University hosts 4th Annual Human Trafficking walk

Florida National University recently hosted its fourth annual human trafficking walk, which school officials say creates awareness in the community.

Hundreds of students participated in a walk presented by Florida National University according to community relations director Rachel Tourgeman. The march occurred on Jan. 31 at 10 a.m. outside the institution located at 4425 W. 20th Ave in Hialeah.

According to a press release related to the march, human trafficking is a $150 billion business and affects 127 countries worldwide.

Tourgeman said that the objective of the walk is to get teenagers and university students to be more educated about human trafficking and what options they might have if they stumble upon this dangerous situation.

“Sadly, the state of Florida is the third highest state in the entire nation with the highest human trafficking rates,” she said.

Half of all Florida trafficking victims are under the age of 18 and more than 20 million men, women and children around the world are victims of human trafficking, according to the Florida Health Department.

University President María Cristina Rigueiro said that some victims are not only used for sex but to sell their organs as well.

“Human traffickers have different strategies to catch their victims, one of them is by offering their victims great job opportunity but in reality, they are used for trafficking and we have to do something about it,” she said.

The event was co-sponsored by many organizations and cities including Hialeah, Coral Gables and Miami.

Hialeah Councilman Carl Zogby said they support the event because it’s important for their community to be vigilant and aware about human trafficking.

“This event educates and informs the young and the old community of what they can do to be mindful and not be a victim of human trafficking,” he said.
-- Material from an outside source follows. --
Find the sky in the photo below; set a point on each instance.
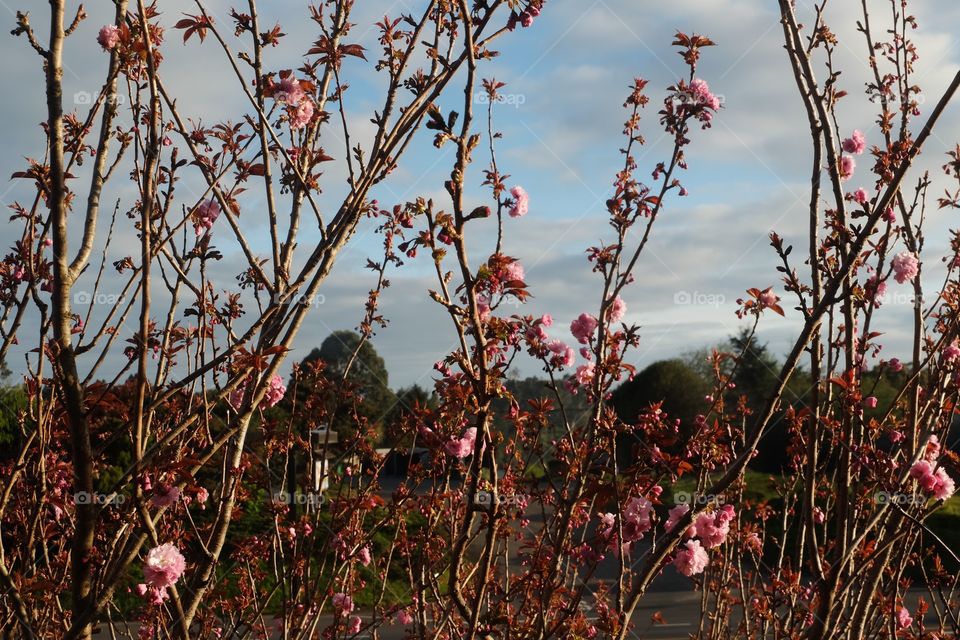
(567, 77)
María Mercedes Becerra, president of the foundation ”Entre Nosotras,”known in English as “Between Us,” said that the goal of her foundation is to end human trafficking and domestic violence.

“Girls in Miami-Dade County are being abducted from a very young age and these are girls that we never see again so it’s essential that parents educate themselves as well about this problem.”

In 2017, there were 604 cases reported in Florida of human trafficking and in 2018 that number decreased by nearly 60 percent, according to the human trafficking hotline webpage.